今回は魔族の件があるという事情を排しても、獣人は長く帝国の奴隷として使役されていたのである。
そして各国の心情としても、魔王亡き後に最大の脅威であったのは帝国だ。
幾度となく出現する魔王だが、平穏な間に帝国は幾度となく小国連に攻め込もうとした過去があった。
遥か過去には聖白竜の存在、あるいは大森林や山脈、内海という障害や、近年ならば獣人領の成立や巨人族の総反撃などの事情によりそれらは成功していない。

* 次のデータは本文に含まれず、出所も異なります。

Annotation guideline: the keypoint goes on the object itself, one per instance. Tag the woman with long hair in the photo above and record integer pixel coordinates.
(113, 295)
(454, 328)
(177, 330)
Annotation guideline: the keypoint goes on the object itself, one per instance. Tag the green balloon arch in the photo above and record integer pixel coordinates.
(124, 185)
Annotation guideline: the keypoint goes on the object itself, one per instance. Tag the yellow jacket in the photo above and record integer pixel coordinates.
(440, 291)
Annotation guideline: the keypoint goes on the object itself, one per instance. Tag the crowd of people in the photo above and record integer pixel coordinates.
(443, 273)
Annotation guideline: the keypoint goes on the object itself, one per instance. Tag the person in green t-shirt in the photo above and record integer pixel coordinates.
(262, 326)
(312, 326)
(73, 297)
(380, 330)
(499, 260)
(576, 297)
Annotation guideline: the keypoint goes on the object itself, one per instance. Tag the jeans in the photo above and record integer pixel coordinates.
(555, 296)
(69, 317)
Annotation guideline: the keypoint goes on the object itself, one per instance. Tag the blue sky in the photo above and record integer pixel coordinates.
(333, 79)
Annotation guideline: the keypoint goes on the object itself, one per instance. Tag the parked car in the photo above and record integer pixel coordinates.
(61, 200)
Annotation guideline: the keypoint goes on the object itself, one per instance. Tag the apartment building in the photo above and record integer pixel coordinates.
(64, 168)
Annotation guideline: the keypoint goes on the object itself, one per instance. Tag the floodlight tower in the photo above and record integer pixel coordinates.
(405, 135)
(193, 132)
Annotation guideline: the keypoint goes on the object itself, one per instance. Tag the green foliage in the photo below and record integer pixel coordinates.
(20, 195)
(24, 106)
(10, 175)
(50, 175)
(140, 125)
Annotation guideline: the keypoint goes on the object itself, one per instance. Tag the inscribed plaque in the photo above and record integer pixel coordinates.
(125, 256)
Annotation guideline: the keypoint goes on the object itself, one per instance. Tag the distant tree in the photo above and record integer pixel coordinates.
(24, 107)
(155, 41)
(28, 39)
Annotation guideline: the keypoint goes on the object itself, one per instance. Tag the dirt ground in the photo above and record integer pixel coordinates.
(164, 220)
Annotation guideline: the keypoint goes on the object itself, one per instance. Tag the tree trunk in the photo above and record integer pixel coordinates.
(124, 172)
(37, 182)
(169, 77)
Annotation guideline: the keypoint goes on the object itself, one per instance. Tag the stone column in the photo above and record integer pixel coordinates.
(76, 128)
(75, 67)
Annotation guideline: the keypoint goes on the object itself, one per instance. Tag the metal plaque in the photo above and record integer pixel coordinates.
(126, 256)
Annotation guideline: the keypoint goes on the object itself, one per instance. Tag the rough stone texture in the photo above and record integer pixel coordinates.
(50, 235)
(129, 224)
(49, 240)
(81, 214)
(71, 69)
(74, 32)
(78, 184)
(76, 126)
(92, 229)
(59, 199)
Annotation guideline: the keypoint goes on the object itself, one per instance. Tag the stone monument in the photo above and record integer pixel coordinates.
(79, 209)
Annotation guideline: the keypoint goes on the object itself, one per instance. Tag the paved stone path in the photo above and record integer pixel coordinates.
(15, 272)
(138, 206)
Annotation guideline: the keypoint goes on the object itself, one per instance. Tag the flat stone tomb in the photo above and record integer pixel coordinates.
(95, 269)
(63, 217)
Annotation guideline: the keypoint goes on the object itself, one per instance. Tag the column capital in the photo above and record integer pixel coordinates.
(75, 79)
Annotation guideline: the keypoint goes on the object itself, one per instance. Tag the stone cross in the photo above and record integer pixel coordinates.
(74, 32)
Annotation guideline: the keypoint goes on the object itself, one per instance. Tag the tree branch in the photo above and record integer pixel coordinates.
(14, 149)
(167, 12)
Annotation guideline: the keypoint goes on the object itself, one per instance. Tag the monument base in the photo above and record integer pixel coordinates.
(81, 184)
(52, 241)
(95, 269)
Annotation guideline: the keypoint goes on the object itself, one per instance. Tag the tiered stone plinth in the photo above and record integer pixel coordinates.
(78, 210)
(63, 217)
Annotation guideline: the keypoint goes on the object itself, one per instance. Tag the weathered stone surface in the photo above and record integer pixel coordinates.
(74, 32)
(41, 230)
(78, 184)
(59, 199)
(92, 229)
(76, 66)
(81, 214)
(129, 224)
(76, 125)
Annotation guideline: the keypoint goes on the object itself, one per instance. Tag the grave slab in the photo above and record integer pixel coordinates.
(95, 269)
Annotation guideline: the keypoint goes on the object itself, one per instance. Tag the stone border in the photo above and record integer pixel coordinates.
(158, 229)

対魔王最大の守護者にして、人類最大の脅威、それが南西の帝国なのである。
ディナに続いて口を開いたのは海洋王国のアピだった。
「……その賛成にゃァ、領土の奪取も含まれてんのかい?」
日焼けした漁師のような風貌の王が口にした言葉に、ラコフの目が光る。
何人がそれに気づいたのかは分からないが、ディナは無表情のままアピに目を向けた。
「どういう意味だ?」
「そのまんまの意味だァね。帝国が魔族に支配されてるってェ話そのものも、オイにゃァなかなか信じづれェが……」
アピが目線をこちらに向けると、リュウがピクリと肩を震わせる。
クトーがそれを手で制すと、ニヤリとシワを深くしながらアピは話を進めた。
「前の話じゃァ、そこまで膿は広がってねェから帝都だけを攻める、ってェ話だと聞いてたんでねェ。そこんとこはっきりしねェとどうとも言えねェ」
ーーーなるほど。ラコフは現状維持を望んでいるのか。
アピの言い方から、クトーはその横にいる男の真意を悟る。
おそらく、帝都を魔族から奪還することそのものには賛成なのだろう。
だが、それによって獣人や他の国が領土を広げることは望ましくない、ということだ。
海洋王国は立地から国土を広げることが難しく、それに参加する場合せいぜい植民地化か属国を作ることになるが、その分手間も増える。
海を挟んだ先とはいえ、直近に港があるホアンの王国と違い、海洋王国と南西の帝国の間にはファポリス山脈が存在しているのだ。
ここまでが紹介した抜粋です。